Telling People Politics

The TPP has been many years in the making, and I only recently learned what the acronym stood for. I'll be honest, I still think it stands for Toilet Paper Party, in the back of my mind. Unfortunately (fortunately?) the TPP is not a super fun party where everyone wears dresses made out of toilet paper, but an international trade agreement know as the Trans-Pacific Partnership, and after five years of negotiations, it's finally ready to be voted on.

The Trans-Pacific Partnership is just what it sounds like (sort of). It's a trade agreement between the United States and eleven nations of the Pacific Rim that's been called the most ambitious trade deal since NAFTA. It involves 40% of the world's economy over twelve countries, Australia, Brunei Darussalam, Canada, Chile, Japan, Malaysia, Mexico, New Zealand, Peru, Singapore, Vietnam and, of course, the United States.

The TPP (no, not the Tall People parade) eliminates tariffs on United States goods entering countries that are part of the agreement. Currently, countries that are part of TPP face high tariffs, which is an international trade word for taxes, on certain American goods, like auto parts. The administration's thinking is that the elimination of tariffs in certain industries, like manufacturing and food, will allow U.S. goods to be more competitive on the global market. The TPP also includes provisions that require countries to commit to worker's rights and protect the environment. On the whole, the agreement serves to eliminate or lower barriers to trade between the twelve nations involved in the deal. 

The TPP (not to be confused with Talented Platypus Puppets), notably, does not include China, though there is a hope that with enough countries involved in TPP, and the sizable benefits of free trade that participating countries receive, China will have significant encouragement to change their practices and sign onto the treaty.

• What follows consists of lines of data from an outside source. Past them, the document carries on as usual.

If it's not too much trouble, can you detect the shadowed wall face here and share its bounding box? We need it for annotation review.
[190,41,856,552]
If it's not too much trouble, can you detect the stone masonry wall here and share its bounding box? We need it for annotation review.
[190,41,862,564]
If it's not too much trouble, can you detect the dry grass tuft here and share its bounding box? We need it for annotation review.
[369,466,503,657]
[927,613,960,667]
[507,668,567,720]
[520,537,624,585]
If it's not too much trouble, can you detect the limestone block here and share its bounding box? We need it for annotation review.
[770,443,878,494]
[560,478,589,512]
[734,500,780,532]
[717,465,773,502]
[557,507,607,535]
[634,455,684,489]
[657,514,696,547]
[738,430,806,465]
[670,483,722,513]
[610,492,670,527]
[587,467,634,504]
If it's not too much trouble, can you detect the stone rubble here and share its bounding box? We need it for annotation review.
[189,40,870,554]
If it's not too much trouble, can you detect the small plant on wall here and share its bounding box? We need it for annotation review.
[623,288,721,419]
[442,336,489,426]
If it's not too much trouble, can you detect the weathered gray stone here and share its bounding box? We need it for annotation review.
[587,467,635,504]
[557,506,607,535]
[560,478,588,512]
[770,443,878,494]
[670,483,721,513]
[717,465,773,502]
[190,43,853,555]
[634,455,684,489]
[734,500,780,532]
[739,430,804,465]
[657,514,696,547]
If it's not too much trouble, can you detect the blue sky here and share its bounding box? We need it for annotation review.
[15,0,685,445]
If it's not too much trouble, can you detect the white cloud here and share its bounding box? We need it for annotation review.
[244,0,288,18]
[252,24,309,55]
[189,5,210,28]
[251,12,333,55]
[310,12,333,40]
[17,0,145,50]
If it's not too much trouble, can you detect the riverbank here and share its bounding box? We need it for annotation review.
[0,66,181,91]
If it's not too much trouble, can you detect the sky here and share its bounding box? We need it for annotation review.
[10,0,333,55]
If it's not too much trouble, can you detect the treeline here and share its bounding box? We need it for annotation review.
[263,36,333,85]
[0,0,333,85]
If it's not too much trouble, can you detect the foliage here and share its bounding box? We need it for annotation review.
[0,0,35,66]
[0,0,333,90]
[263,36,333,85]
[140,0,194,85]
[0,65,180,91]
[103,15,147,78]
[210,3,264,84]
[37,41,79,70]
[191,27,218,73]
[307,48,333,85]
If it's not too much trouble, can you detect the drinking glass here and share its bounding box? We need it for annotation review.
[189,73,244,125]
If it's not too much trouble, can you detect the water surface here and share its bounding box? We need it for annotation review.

Before this thrilling international tax law can go into place, it must be accepted in all countries, which is not guaranteed. Many lawmakers (lots of them Democrats) in the United States are not happy with the agreement, fearing that it is a threat to American jobs. While this is the first ever trade agreement the United States has signed with labor protections for workers overseas, American workers still fear that it will eliminate jobs here. Another criticism of the treaty is that large parts of it were negotiated in secret, and the benefits to big corporations outweigh the benefits to workers around the world. President Obama faces an uphill battle with Congress, as key members of his own party have spoken out against the deal.

If all this sounds familiar, it's likely because you were alive during the creation of NAFTA. President Clinton created the North American Free Trade Agreement in 1993, winning barely enough Democrats over to secure passage of the bill. The AFL-CIO claims that 700,000 jobs were lost due to NAFTA, a number that will potentially increase with the passage of TPP (a different entity entirely than the Totally Plastered Pandas).

However, because President Obama passed a "fast-track" bill earlier this summer, the bill's passage is slightly more secure. Congress cannot offer amendments of any kind, which will allow the bill to be presented on a straight up-or-down vote, making this a difficult choice for Representatives who want to both safeguard American jobs, and increase trade around the world. While the future of the TPP (not the same as the Tangerine Port Provision) isn't yet secure, it's never too early for President Obama to start implementing my many other ideas that start with TPP, all sprinkled throughout this blog post. Your move, Barack.